LONDON: Kevin Pietersen took another step toward a possible return to the England team by signing for Surrey on Wednesday, giving the country's most controversial player two months in English county cricket to impress selectors before the Ashes series.
Pietersen said in a column in British newspaper The Daily Telegraph that he will be donating all of his wages to his charity, the KP24 Foundation, adding: "I will at least end my career knowing I gave it another shot."
The South Africa-born batsman is seeking a way back into the England set-up after being ditched following last year's Ashes whitewash in Australia so the team could build a new "ethos and philosophy" without its most divisive influence.
Pietersen was given encouragement by the incoming chairman of the England and Wales Cricket Board, Colin Graves, who said last month that Pietersen could be recalled if he plays county cricket and scores lots of runs. Pietersen and Graves have also spoken over the telephone.
Pietersen has reacted by securing a release from his lucrative contract with Indian Premier League side Sunrisers Hyderabad and signing a season-long deal with Surrey, for whom he played Twenty20 cricket last year.
"A lot of people thought I would not be prepared to put in the hard yards and play county cricket but I will do anything to get that England cap back on my head," Pietersen said in the Telegraph.
"All I am looking for is a fair opportunity to play for England again. I just want a blank sheet of paper and to be judged on merit."
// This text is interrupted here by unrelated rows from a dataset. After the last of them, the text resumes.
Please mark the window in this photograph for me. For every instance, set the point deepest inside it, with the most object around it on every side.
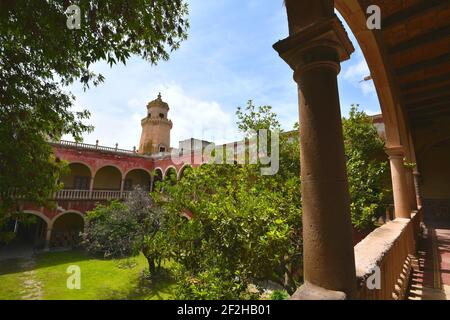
(128, 185)
(81, 183)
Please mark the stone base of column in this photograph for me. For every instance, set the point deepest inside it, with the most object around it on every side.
(309, 291)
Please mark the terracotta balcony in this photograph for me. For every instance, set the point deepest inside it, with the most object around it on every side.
(71, 194)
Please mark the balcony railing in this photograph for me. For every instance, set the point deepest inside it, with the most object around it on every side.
(71, 194)
(391, 248)
(94, 147)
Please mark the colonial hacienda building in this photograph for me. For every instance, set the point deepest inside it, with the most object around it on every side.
(99, 174)
(409, 61)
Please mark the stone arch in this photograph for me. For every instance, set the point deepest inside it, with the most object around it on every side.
(137, 176)
(31, 233)
(108, 177)
(66, 228)
(385, 83)
(40, 215)
(157, 176)
(78, 177)
(435, 179)
(171, 173)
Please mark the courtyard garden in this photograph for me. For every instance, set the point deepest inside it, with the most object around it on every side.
(45, 277)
Pietersen will be available for the opening game of the county championship on April 19, and says he is planning to play for Surrey only in four-day county championship games, rather than in ODIs and Twenty20s.
"A Kevin Pietersen with ambitions to play for England and a real determination to score big runs for Surrey will be a huge asset to us," said Alec Stewart, the former England batsman who is Surrey's director of cricket. The five-Test Ashes series begins on July 8 with the first match in Cardiff.
Last week, England selector James Whitaker said Pietersen was "not part of our plans," and Test captain Alastair Cook said a recall would be "very unlikely" because Pietersen's explosive comments about teammates and coaches in his autobiography last year may have caused irreparable damage.
Pietersen said he never had any issues with Cook — he called him a "nice guy" and "one of England's greatest ever cricketers" — and that he was happy to play under him and coach Peter Moores, who Pietersen fell out with in Moores' first spell in charge from 2007-09.
Pietersen was the second-highest run-scorer in the recent Big Bash in Australia, averaging 41.86 runs for Melbourne Stars, and said he was "in the best shape I have been in for a very long time" following knee problems.
"I feel mentally very fresh and you could see that by the way I batted in the Big Bash. I was totally free and that is how I want to bat for England again," Pietersen said.
"I might not play well enough to get back in (to the England team) and injuries could strike. I have taken all those things into account but at the end of the day I want to give this a go because I am desperate to play for England again. I do not see any bad coming from it. There is so much more good."
Pietersen is a former England captain, and his adopted country's all-time top run-scorer in all formats. He has played 104 tests — scoring 23 centuries in his total of 8,181 runs at an average of 47.28 — as well as 136 ODIs, and 37 T20s.